Since practically all relevant data in Bolton are in a range of relational databases, we’re expecting to use D2R to create RDF data dumps that will be imported into the data warehouse via a script. For a quick start, though, we’ve already made some transforms with Refine. We might also use scripts such as Oxford’s XCRI XML to RDF transform.
Storage, querying and visualisation
We expected to pick different tools for each of these functions, but ended up choosing one, that does it all- after a fashion. Callimachus is designed specifically for rapid development of LED applications, and the standard download includes a version of the Sesame triplestore (or RDF database) for storage. Other triple stores can also be used with Callimachus, but Sesame was on the list anyway, so we’ll see how far that takes us.

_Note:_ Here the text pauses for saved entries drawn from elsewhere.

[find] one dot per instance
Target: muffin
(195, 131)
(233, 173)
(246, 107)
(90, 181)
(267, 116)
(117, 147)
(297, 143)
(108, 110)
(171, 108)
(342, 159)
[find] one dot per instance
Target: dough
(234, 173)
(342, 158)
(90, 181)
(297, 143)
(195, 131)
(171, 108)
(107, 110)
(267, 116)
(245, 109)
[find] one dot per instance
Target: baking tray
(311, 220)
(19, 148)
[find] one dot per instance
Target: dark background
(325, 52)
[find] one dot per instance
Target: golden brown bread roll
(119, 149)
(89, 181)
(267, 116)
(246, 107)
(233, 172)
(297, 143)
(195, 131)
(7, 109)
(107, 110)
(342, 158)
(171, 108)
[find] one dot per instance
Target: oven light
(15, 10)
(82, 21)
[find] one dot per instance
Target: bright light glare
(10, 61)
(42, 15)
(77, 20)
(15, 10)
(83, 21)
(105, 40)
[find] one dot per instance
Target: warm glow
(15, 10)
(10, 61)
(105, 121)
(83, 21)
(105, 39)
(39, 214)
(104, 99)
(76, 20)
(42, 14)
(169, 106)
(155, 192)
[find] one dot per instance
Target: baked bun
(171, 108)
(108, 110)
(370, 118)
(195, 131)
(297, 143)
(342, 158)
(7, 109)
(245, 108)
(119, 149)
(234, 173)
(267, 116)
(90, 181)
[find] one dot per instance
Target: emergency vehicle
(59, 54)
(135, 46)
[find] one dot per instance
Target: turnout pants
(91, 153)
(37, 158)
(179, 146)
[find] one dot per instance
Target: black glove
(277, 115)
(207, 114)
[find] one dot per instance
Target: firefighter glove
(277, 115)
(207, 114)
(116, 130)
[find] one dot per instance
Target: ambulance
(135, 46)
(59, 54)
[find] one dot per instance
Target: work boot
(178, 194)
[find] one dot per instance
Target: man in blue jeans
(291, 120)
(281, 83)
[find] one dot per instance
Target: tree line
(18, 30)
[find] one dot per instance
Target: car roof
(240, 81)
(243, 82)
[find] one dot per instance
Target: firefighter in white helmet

Callimachus itself is more of a web application on top that allows quick visualisations of data excerpts- be they straight records of one dataset or a collection of data about one thing from multiple sets. The queries that power the Callimachus visualisations have limitations – compared to the full power of SPARQL, the linked data query language – but are good enough to knock up some pages quickly. For the more involved visualisations, Callimachus SPARQL 1.1 implementation allows the results a query to be put out as common or garden JSON, for which many different tools exist.
We’ve made some templates already that pull together course information from a variety of sources, on which I’ll report later. While that’s going on, the main other task will be to set up the processes of extracting data from the relational databases using D2R, and then loading it into Callimachus using timed scripts.